Moses I. Finley, originally Finkelstein (1912–1986) was an American-born British academic. He moved to England in 1955, where he developed as a classical scholar and eventually became master of Darwin College, Cambridge. He was knighted by Queen Elizabeth in 1979.

In common with a number of archaeologists and historians at the time, Finley maintained that none of the events in Homer’s works are historical, particularly in his book, The World of Odysseus [1139] and  was highly critical of Michael Wood’s In Search of the Trojan War  [1141] when it first appeared in 1984, four years before modern archaeology was undertaken at the Hissarlik site.(a) 

Finley’s sceptical views went beyond the Trojan War and extended to Plato’s Atlantis. In 1969, a number of books and papers were published giving added impetus to the Minoan Hypothesis. Finley attacked James W. Mavor‘s Voyage to Atlantis [265] in The New York Review of Books (b). This evoked a response(c) from Mavor not long afterwards.

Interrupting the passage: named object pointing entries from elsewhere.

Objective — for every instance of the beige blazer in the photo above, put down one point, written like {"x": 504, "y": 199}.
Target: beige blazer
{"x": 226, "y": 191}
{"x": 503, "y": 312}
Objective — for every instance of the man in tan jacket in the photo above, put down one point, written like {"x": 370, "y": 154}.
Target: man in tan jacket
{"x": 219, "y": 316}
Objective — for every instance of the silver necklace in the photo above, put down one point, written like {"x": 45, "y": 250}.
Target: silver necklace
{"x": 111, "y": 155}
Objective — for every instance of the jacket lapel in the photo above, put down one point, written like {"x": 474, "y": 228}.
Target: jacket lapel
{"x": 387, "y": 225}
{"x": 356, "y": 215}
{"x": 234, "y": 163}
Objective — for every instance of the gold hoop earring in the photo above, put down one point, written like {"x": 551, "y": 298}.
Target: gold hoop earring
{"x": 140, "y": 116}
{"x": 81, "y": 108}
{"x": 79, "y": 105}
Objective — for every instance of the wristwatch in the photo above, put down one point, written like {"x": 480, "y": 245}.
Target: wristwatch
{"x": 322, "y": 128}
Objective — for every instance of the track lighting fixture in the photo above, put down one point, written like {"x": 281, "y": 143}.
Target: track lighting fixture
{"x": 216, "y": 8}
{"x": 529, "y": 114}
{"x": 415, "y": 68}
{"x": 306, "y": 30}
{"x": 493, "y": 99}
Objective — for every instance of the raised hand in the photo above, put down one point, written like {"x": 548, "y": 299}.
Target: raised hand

In December 1969, Finley wrote a combined critical review of both Atlantis [263] by Galanopoulos & Bacon as well as J. V. Luce‘s Lost Atlantis(U.S)(The End of Atlantis,U.K.) [120] for the same publication(d), to which Galanopoulos also responded(e).

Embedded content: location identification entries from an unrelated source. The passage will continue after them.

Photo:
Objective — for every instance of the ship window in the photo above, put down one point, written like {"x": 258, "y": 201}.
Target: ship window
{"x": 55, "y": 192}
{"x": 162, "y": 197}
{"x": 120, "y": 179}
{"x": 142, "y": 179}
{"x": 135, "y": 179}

(a) https://en.wikipedia.org/wiki/Historicity_of_the_Homeric_epics

(b) Wayback Machine (archive.org)

(c) https://www.nybooks.com/articles/1969/12/04/back-to-atlantis-again/

(d) Back to Atlantis | by M.I. Finley | The New York Review of Books (archive.org)

(e) The End of Atlantis | by A.G. Galanopoulos | The New York Review of Books (archive.org)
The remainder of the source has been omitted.